Added side effects help page

calebh · calebh · commit 5946a5236c95 · 2024-05-20T17:12:52.000-04:00
diff --git a/docs/source/index.rst b/docs/source/index.rst
@@ -14,6 +14,7 @@ Welcome to cozy's documentation!
    launchingavisualization
    concolic
    hooks
+   sideeffects
 
 
 
diff --git a/docs/source/sideeffects.rst b/docs/source/sideeffects.rst
@@ -0,0 +1,51 @@
+Modeling I/O Side Effects
+=========================
+
+Many programs of interest that we wish to simulate produce side effects, which we would like to be available for comparison in our analysis.
+To enable this use case, cozy has a subsystem for producing IO side effects. Common examples of IO side effects we have found in example programs
+include writing to stdout/stderr, writing to the network, or writing over a serial connection.
+
+Modeling IO side effects is typically straightforward, and can be accomplished by hooking side effect producing functions and instead redirecting
+the side effect payload to a list attached to the current state. When a child state is forked from its parent, it obtains a copy of side effects
+from its parent. cozy keeps track of IO side effects over different channels (ie, a channel for stdout, network, etc.) and attempts to
+intelligently align side effects in the visualization interface.
+
+Note that by default, angr automatically concretizes data written to stdout/stderr. cozy side effects keeps the data symbolic and avoids the concretization.

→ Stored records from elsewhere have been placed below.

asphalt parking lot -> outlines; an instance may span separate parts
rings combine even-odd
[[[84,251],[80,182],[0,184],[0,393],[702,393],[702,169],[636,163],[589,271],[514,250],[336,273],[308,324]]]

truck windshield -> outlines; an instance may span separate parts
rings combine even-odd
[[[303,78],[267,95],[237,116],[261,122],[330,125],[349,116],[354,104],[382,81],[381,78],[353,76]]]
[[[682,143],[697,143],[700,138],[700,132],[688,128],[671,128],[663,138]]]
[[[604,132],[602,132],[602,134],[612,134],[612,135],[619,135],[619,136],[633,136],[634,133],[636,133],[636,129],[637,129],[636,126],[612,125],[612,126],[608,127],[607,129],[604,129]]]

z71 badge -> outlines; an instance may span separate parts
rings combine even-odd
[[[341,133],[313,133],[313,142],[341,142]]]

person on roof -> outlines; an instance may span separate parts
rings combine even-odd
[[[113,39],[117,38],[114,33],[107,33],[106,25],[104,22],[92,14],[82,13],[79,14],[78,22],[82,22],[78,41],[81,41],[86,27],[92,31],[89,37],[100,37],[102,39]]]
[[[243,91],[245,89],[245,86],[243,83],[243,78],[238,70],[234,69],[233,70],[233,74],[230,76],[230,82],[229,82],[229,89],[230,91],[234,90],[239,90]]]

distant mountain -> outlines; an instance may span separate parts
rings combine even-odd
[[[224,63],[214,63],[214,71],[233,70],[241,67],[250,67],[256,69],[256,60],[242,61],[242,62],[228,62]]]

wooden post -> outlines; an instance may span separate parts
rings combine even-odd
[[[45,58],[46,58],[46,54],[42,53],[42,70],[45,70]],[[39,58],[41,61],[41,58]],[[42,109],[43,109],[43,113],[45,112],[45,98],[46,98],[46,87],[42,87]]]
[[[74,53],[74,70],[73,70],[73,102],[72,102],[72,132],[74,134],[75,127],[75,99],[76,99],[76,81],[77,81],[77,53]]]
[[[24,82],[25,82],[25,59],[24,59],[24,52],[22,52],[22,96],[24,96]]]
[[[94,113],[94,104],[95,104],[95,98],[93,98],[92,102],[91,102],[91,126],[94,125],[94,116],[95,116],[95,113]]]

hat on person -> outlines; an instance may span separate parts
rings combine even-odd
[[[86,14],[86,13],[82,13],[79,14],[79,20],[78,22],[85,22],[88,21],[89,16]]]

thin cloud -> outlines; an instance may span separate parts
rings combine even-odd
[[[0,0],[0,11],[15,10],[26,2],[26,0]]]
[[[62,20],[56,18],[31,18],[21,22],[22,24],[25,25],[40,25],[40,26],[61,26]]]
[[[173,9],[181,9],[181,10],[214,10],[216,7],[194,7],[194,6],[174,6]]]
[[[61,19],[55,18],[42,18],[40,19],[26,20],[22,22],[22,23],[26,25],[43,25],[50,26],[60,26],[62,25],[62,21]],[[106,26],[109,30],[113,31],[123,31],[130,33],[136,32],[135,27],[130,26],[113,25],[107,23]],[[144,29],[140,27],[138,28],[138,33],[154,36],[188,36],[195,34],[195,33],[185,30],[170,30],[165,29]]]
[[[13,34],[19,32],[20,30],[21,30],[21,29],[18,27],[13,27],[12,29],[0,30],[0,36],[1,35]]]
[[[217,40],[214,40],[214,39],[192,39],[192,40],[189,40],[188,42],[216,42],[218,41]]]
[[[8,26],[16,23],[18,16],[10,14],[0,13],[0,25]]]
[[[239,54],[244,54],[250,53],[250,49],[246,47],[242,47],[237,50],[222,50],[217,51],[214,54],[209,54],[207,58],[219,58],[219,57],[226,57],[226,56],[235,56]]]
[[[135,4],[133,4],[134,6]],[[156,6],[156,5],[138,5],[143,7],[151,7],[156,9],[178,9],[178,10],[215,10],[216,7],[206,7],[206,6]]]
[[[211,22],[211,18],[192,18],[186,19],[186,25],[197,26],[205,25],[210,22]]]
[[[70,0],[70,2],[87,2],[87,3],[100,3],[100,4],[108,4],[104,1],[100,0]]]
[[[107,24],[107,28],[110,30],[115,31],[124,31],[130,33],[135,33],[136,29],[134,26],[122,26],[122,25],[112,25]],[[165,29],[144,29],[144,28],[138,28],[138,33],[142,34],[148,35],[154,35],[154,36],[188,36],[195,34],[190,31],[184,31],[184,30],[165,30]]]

+In this way cozy's side effects interface is superior to the angr default.
+
+==========================
+Performing a Side Effect
+==========================
+
+The primary function to take a look at is :py:func:`cozy.side_effect.perform`. The first argument is the :py:class:`angr.SimState` that the side effect
+will attach to. This argument can be obtained by hooking a side effect function, whose :py:meth:`angr.SimProcedure.run` method takes in a
+:py:class:`angr.SimState` object. Alternatively you can set a breakpoint using :py:class:`cozy.directive.Breakpoint` and obtain the :py:class:`angr.SimState`
+object in the breakpoint's `breakpoint_fun` callback.
+
+Here is an example of the use of :py:func:`cozy.side_effect.perform` in a custom :py:class:`angr.SimProcedure` hook::
+
+    # Here we are hooking a function called process_command,
+    # so we need to make a class that inherits from SimProcedure
+    class process_command(angr.SimProcedure):
+        def run(self, cmd_str):
+            strlen = angr.SIM_PROCEDURES["libc"]["strlen"]
+            max_len = self.state.solver.max(self.inline_call(strlen, cmd_str).ret_expr)
+            # Here we construct the side effect payload. Here it is a bunch of symbolic data.
+            cmd = [self.state.memory.load(cmd_str + i, 1) for i in range(max_len)]
+            def concrete_post_processor(concrete_cmd):
+                return [chr(r.concrete_value) for r in concrete_cmd]
+            cozy.side_effect.perform(self.state, "process_command", cmd, concrete_post_processor=concrete_post_processor)
+
+The second argument is the side effect channel. Different types of side effects should be performed over different channels. For example,
+you may have a channel for networked output and a channel for stdout.
+
+The third argument is the side effect body. The body must be a mixture of string-keyed Python dictionaries, Python lists, Python tuples,
+claripy concrete values, and claripy symbolic values. This should represent the payload of the side effect.
+
+The fourth argument is an optional post processing function to apply to concretized versions of the side effect's body if post processing is required.
+In this example we use the Python `chr` function to convert the integer to Python characters, which will be shown in the visualization
+user interface.
+
+The fifth argument is an optional label used to aid alignment in the user interface. For example, if you have multiple sites that produce
+side effects on the same channel, you will want to label the different sites with different labels. This aids the alignment algorithm to intelligently
+compare the produced side effects. One possible label is the code address location that the side effect is produced at.